With large language models needing increasing amounts of training data to feed their algorithms, content creators have to deal with incresing numbers of AI scrapers trying to use their content to train these models. AI models effectively get to use human creativitiy for free and answer search queries on the search pages themselves rather then direct users to external sources like blogs. This has the potential to impact website traffic because the search engines have less of a need to send their users to extenal sites.

I’m curious how creators are dealing with AI scrapers on their sites and what solutions have you decided on? I can see three general positions about this issue with room for granularity in between:

  1. Accept that AI scrapers are hear to stay and let them use your content without trying to stop or inhibit them.
  2. Use the robots.txt file to block AI scrapers on your site. This only works for bots that respect the rules in robots.txt. Perplexity was recently accused of lying about its user agent and ignoring robots.txt. And Ghost Pro starter users can’t upload a custom theme and change the default robots.txt file, so this option may have minimal impact.
  3. Proxy your site behind a CDN like cloudflare that let’s you block AI scrapers. This may be the most draconian approach and may also block some false positives, but this may be the only way to block bots that don’t honor robots.txt. But AFAIK, this option won’t work with Ghost Pro because they provide a CDN through Fastly which is not configurable to the end user.

So what approaches are you using for your blog or are you not worried about it at all?

1 Like

Make sure the unique content you make is locked behind the paywall, make some portion (SEO, linkbait, listicles) full access but then have good high quality info behind your membership and that they have to login to read.
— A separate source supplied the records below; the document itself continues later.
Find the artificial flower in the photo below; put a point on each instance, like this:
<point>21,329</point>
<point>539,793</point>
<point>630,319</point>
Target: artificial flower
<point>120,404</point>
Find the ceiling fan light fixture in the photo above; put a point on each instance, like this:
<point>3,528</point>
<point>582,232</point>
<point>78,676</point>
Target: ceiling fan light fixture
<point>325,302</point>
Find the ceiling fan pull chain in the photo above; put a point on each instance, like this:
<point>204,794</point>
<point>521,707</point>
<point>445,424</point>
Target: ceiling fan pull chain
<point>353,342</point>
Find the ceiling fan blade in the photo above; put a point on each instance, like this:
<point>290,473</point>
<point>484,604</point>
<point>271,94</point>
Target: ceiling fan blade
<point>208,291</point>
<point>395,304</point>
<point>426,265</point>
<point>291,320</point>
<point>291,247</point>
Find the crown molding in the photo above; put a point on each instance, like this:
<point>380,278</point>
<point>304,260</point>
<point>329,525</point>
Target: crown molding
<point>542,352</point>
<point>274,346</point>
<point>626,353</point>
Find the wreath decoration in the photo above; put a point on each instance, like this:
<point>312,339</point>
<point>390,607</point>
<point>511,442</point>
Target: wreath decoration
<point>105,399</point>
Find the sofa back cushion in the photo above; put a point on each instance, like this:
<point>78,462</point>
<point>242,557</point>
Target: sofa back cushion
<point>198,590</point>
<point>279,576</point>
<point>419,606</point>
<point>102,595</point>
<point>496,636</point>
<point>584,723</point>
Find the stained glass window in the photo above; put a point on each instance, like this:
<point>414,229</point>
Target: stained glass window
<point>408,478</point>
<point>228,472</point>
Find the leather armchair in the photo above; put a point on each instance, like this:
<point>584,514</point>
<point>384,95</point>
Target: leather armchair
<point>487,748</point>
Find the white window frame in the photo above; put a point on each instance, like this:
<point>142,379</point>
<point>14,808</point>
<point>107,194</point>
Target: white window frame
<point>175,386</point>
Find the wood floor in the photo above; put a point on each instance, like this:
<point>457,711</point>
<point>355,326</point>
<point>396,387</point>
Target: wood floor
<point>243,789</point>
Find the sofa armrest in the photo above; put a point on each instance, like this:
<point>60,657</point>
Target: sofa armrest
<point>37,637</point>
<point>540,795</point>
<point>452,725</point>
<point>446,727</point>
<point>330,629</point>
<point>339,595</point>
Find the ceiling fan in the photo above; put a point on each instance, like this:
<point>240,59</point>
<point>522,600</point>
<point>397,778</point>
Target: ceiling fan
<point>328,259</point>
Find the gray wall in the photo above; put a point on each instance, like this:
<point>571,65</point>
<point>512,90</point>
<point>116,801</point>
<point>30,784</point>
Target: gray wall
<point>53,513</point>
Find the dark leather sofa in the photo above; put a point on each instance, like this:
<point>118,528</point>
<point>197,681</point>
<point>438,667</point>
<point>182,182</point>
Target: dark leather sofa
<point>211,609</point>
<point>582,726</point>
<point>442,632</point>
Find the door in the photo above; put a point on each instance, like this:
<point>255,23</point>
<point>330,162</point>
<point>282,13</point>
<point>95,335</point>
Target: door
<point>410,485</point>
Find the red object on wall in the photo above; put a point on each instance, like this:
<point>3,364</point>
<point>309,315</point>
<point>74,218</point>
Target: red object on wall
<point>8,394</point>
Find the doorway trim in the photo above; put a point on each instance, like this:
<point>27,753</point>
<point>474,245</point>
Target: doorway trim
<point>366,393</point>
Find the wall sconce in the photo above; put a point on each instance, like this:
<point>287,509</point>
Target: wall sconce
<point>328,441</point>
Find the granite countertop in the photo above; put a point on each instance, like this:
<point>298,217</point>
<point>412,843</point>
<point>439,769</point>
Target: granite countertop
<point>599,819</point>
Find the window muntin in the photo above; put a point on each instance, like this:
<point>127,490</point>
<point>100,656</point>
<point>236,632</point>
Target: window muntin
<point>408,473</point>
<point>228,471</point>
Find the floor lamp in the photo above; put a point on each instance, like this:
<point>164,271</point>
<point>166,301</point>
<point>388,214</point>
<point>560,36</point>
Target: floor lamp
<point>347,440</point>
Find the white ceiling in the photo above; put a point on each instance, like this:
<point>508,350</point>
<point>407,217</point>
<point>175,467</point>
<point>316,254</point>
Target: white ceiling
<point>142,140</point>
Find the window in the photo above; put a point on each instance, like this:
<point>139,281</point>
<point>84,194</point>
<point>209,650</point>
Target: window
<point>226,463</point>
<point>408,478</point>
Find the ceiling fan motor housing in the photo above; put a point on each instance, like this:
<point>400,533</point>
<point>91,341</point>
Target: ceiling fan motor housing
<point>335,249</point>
Since not rendered without sign in those are fully isolated and your content only in that setup.

1 Like

Good point about the protected content. Hardest decision is to know what to make public and what to project.

I will not argue, but I have begun to split it like this:

old style SEO Keyword - public through general info, member for anything after in real unique detail

Pinterest - public

Social Question - simple answer in first 3 paragraphs, member for anything after in real detail

Actual unique - simple answer in first 3 paragraphs, member for anything after in real detail

affiliate content - 100% public no wall

To me offering a free tier that I can email after is more valuable then just giving it all away for free anymore, Google started a war, now they should get the punishment for those bad decisions.

Work harder to find those 1000 Superfans, stop trying to be the answer to everything as Google punishes for this now haphazardly.

2 Likes